Werner Bischof Adalbert nacque a Zurigo il 26 aprile 1916 da una famiglia benestante e, all’età di appena 6 anni, si trasferì nella cittadina di Waldshut, in Germania, insieme alla sua famiglia (suo padre gestiva una fabbrica farmaceutica).
Nel 1932 entrò nella Scuola di arti applicate di Zurigo per seguire il corso di fotografia tenuto dal Hans Finsler (filone della “nuova oggettività). Per questo motivo, i primi lavori di Werner sono legati alla fotografia realistica e di modo, in particolare le nature morte (con una certa predilezione per le conchiglie) e le piante.
Finito il servizio militare (1939), si trasferì a Zurigo-Leimbach dove aprì un laboratorio fotografico (che serviva anche da alloggio). Durante questo periodo collaborò con la rivista Graphis e con la casa editrice Amstutz e Herdeg per la quale realizzò eccellenti manifesti ed immagini di moda. Lavorò inoltre con l’organizzazione dell’Esposizione Nazionale Svizzera del 1939.
Nello stesso anno si trasferì a Parigi nella speranza di divenire un pittore. Esperienza molto breve, in quanto fu richiamato quasi subito nelle file dell’Esercito Svizzero. Dopo due anni di servizio militare, rimase in Svizzera dove aprì un nuovo studio fotografico.
Nel 1942 entrò a far parte, in qualità di collaboratore fisso quale fotografo di moda, della rivista svizzera “Du”. Negli anni seguenti cominciò la conversione che lo porterà a divenire uno dei fotografi documentaristi più importanti. Iniziò infatti ad interessarsi alla fotografia di reportage, in particolare legata alla guerra. Dal 1944 al 1945, intraprese un viaggio in bicicletta attraverso la Germania meridionale e successivamente attraverso l’Europa. Molto famose sono le fotografie, insieme a quelle del suo compagno di viaggio ed amico Emil Schultness, scattate nelle disastrate Francia, Germania e Olanda.

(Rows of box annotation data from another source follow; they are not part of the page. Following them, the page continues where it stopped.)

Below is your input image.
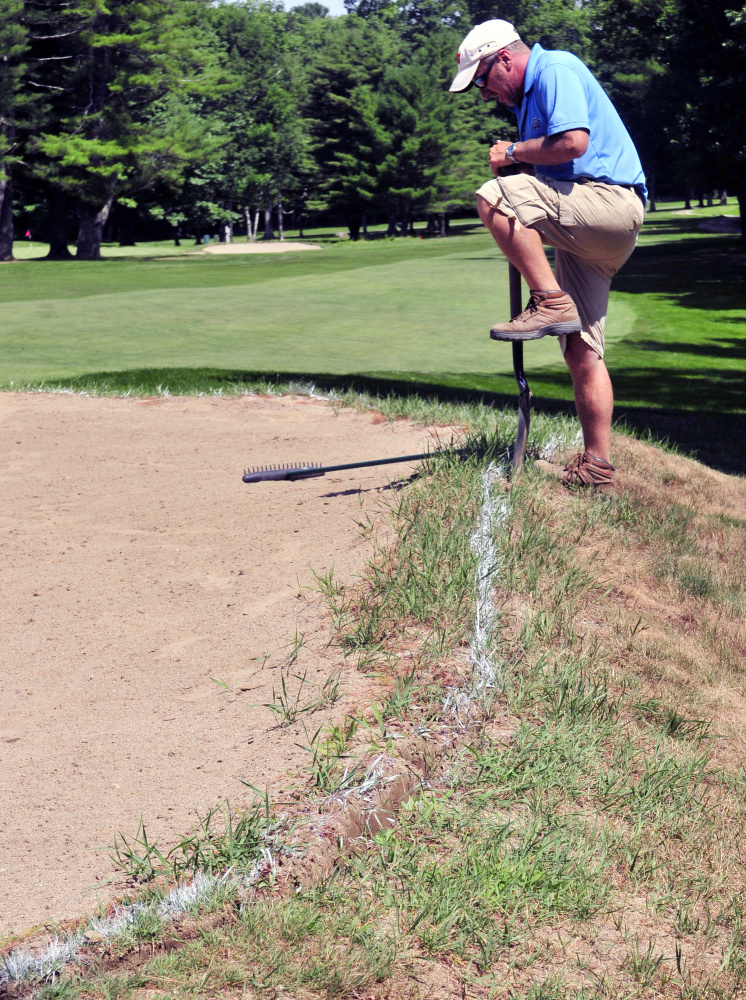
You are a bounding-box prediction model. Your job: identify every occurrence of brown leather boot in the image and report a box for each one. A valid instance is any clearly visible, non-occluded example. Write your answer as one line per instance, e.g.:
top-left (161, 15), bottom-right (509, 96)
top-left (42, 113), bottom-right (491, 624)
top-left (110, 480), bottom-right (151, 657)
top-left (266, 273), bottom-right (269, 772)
top-left (490, 288), bottom-right (580, 340)
top-left (536, 451), bottom-right (616, 493)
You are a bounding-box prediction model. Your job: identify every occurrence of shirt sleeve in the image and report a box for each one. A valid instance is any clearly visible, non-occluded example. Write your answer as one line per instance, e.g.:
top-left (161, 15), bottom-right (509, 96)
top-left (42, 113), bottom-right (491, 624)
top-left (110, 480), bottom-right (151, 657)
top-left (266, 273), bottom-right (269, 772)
top-left (537, 63), bottom-right (590, 135)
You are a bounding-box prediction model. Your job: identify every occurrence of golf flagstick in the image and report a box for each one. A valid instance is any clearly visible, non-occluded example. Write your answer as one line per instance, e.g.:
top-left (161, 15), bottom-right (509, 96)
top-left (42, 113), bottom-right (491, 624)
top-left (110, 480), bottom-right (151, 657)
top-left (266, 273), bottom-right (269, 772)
top-left (508, 263), bottom-right (531, 475)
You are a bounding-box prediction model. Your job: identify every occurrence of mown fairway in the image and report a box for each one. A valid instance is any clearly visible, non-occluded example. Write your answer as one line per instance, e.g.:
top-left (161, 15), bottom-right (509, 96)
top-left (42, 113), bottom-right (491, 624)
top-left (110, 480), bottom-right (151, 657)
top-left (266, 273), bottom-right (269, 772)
top-left (0, 206), bottom-right (746, 471)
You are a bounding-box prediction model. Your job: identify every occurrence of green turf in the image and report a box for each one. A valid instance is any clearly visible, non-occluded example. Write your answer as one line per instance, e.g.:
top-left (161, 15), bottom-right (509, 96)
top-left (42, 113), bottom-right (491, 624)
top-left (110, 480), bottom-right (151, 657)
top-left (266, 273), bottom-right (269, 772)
top-left (0, 205), bottom-right (746, 467)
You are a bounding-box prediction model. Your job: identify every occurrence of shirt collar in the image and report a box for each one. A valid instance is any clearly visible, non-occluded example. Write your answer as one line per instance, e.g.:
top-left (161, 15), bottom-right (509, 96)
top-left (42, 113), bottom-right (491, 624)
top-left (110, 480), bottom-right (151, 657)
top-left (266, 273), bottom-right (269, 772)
top-left (523, 42), bottom-right (544, 94)
top-left (502, 42), bottom-right (545, 115)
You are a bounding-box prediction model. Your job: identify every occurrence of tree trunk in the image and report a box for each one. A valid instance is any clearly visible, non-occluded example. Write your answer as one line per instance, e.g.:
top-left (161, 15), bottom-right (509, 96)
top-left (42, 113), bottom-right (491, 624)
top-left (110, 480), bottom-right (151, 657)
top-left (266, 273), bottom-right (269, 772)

Tra il 1946 e il 1948 visitò Colonia, Berlino, Lipsia e Dresda come inviato della rivista Du. Per conto dell’associazione benefica “Schweitzer Spende” documentò, alla fine del 1946, la costruzione di un villaggio prefabbricato per aiutare gli orfani di guerra in Grecia.
Nel 1948, fu fotografo alle Olimpiadi per la rivista americana Life.
Continuò quindi a focalizzare la propria attenzione sugli aspetti drammatici della passata guerra evidenziando tuttavia la speranza di rinascita tramite gli occhi della popolazione. Visitò inoltre paesi quali Ungheria, Romania, Cecoslovacchia, Polonia e Finlandia.
Nel 1949 si recò in Inghilterra dove sposò Rosellina Mandel cominciò a lavorare per il Picture Post e l’Observer. Successivamente e nello anno entrò a far parte della famosissima agenzia Magnum Photos insieme a fotografi del calibro di Robert Capa, Henri Cartier-Bresson, George Rodger e David Seymour.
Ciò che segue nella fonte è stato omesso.